Leading U.S. chipmaker Nvidia has unveiled a modified version of its gaming chip in response to stringent U.S. export controls targeting China.
Nvidia’s chip, named GeForce RTX 4090 D, showcases advancements in performance, efficiency, and AI-powered graphics, set for availability to Chinese consumers from January onwards, Reuters news report said.
Nvidia’s GeForce RTX 4090 D has been designed to comply with U.S. government export controls. “While developing this product, we extensively engaged with the U.S. government,” the Nvidia spokesperson stated.
NVIDIA’s Gaming revenue was $2.86 billion in third-quarter, up 15 percent from the previous quarter and up 81 percent from a year ago. NVIDIA is aiming for total revenue of $20 billion for the fourth quarter of fiscal 2024.
NVIDIA’s earlier disclosed that its sales to China and other affected destinations, derived from products that are subject to licensing requirements, have consistently contributed approximately 20-25 percent of Data Center revenue over the past few quarters. NVIDIA’s Data Center revenue was $14.54 billion in its latest quarter.
NVIDIA expects that its sales to these destinations will decline significantly in the fourth quarter of fiscal 2024.
This launch marks Nvidia’s debut of a chip specifically tailored for the Chinese market since the start of export rules by the Joe Biden Administration. Notably, prior modifications created by Nvidia — the A800 and H800 AI chips — to align with previous export regulations for the Chinese market were prohibited from sale, alongside the top-tier gaming chip, the RTX 4090.
In early November, industry newsletter SemiAnalysis speculated on Nvidia’s potential release of three new AI chips aimed at China, following the October export rule alterations. However, recent news reports from Reuters indicated a delay in the launch of one of these chips until the first quarter of the upcoming year. The remaining two chips are yet to be featured on Nvidia’s China website.
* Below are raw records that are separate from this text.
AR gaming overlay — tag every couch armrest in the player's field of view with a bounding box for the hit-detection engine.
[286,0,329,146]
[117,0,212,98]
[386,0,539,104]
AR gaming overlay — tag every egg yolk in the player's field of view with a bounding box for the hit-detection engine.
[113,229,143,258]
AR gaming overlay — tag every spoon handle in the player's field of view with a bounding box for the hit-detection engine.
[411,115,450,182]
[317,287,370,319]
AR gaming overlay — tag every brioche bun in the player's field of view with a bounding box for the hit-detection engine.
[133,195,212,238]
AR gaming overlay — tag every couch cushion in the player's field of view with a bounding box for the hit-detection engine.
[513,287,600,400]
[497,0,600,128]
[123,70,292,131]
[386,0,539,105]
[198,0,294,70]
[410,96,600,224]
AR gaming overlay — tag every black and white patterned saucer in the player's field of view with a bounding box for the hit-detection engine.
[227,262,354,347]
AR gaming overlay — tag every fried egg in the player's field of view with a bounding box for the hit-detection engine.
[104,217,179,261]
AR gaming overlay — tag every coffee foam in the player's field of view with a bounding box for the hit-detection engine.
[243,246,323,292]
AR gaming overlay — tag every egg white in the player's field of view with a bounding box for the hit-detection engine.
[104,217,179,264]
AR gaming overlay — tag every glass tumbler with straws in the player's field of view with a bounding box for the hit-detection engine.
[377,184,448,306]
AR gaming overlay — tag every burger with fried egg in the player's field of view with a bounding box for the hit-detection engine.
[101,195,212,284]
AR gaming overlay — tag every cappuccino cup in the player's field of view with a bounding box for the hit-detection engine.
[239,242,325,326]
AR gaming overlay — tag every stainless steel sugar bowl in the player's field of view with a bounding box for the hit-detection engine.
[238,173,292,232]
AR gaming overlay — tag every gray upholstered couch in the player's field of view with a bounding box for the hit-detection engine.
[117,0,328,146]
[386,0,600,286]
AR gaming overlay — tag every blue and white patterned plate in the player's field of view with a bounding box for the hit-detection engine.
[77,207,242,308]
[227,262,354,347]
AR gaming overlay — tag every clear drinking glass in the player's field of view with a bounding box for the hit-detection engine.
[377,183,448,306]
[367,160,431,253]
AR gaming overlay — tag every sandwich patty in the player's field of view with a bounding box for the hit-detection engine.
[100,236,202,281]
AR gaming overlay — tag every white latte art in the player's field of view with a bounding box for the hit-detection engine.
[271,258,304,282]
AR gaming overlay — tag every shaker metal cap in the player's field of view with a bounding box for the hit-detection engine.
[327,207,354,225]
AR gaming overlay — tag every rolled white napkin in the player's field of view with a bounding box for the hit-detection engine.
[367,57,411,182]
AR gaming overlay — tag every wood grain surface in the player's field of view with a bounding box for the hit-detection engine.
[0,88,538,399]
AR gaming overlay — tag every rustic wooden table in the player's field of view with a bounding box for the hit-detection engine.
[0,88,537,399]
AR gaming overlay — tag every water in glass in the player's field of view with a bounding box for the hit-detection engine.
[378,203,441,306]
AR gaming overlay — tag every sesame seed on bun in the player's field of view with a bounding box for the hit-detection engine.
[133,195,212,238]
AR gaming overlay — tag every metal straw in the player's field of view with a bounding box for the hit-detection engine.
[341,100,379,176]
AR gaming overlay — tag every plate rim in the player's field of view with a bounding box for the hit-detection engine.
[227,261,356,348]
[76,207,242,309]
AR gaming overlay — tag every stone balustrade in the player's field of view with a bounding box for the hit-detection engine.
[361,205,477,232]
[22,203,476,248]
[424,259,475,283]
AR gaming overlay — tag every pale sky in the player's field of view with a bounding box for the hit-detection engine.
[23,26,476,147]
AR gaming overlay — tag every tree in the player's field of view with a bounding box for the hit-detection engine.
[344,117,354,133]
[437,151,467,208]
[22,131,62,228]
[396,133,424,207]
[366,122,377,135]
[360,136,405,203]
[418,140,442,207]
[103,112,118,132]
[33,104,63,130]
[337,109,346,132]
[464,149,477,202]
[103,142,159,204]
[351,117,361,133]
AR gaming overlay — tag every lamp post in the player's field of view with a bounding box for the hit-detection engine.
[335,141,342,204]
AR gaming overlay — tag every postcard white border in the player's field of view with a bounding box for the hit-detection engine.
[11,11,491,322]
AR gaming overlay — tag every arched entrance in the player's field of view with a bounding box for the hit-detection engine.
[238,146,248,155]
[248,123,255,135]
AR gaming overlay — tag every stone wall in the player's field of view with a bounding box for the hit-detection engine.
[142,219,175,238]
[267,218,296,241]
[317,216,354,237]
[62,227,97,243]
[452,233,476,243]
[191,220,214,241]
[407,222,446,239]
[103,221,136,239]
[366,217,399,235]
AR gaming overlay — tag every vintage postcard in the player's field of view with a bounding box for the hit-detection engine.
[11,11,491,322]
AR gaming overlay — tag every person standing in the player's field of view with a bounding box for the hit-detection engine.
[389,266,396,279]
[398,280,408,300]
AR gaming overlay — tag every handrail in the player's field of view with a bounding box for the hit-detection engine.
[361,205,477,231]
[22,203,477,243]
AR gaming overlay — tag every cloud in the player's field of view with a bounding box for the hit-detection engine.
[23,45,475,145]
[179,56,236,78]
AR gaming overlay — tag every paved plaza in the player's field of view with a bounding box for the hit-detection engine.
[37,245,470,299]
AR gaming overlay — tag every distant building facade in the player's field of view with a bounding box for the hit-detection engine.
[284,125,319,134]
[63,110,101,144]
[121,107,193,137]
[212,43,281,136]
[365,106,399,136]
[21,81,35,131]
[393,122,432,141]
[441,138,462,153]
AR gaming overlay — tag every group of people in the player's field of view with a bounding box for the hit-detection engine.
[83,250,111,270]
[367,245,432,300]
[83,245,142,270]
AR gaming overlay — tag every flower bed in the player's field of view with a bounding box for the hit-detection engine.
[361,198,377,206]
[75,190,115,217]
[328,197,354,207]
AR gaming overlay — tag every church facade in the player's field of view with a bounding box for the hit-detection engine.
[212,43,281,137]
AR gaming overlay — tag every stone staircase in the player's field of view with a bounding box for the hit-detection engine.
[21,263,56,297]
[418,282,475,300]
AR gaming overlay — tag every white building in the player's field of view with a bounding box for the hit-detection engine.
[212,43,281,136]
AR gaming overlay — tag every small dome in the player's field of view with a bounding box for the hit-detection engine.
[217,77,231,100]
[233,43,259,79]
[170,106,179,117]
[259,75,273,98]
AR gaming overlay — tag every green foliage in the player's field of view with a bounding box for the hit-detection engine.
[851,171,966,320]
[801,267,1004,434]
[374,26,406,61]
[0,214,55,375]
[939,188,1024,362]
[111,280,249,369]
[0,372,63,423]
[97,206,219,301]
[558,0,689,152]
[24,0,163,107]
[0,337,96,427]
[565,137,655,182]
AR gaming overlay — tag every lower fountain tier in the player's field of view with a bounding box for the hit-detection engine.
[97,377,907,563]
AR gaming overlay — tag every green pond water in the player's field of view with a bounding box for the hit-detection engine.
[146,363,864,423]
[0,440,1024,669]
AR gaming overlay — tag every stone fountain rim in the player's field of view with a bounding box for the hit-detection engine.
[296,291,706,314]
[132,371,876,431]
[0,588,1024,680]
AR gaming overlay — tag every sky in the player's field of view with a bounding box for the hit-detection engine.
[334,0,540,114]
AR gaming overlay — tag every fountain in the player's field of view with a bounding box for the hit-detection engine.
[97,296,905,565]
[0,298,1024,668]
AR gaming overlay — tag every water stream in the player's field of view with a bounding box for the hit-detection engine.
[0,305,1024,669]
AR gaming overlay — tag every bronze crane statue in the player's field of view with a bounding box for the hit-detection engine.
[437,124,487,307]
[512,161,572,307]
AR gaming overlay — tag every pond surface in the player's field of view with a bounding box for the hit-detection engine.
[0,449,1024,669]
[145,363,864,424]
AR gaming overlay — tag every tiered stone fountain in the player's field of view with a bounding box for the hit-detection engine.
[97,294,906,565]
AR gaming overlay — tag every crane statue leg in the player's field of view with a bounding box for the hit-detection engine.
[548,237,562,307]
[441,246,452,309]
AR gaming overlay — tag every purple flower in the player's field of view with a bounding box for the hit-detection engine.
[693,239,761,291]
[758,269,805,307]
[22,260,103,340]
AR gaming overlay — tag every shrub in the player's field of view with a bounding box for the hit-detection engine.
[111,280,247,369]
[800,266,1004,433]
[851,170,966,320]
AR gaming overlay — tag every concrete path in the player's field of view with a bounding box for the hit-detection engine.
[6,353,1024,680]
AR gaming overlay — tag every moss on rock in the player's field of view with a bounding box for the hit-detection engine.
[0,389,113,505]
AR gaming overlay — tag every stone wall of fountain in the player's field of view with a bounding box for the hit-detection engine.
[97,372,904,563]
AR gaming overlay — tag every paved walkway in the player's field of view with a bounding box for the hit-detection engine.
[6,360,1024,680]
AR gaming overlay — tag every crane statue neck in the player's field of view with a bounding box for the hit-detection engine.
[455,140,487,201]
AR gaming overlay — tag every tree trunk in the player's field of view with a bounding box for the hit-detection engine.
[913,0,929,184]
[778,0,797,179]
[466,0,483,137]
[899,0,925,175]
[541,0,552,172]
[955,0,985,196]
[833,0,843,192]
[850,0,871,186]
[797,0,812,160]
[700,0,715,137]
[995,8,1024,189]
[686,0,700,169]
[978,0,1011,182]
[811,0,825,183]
Nvidia has historically dominated over 90 percent of China’s $7 billion AI chip market. Analysts foresee these U.S. restrictions as a catalyst for domestic companies like Huawei Technologies to capitalize on burgeoning opportunities within the sector.
Commenting on the limitations, U.S. Commerce Secretary Raimondo clarified in a December 11 interview with Reuters that Nvidia retains the ability to sell AI chips to China, albeit excluding those with the highest processing capabilities.
In comparison to the banned RTX 4090, the China-targeted RTX 4090 D gaming chipset exhibits a marginal decrease in performance, reportedly 5 percent slower in gaming and creating, according to the Nvidia spokesperson.
Set at a price of 12,999 yuan ($1,842), the China-oriented RTX 4090 D stands at a premium of 350 yuan ($50) compared to the second most advanced chip in the series available to Chinese consumers, Nvidia revealed.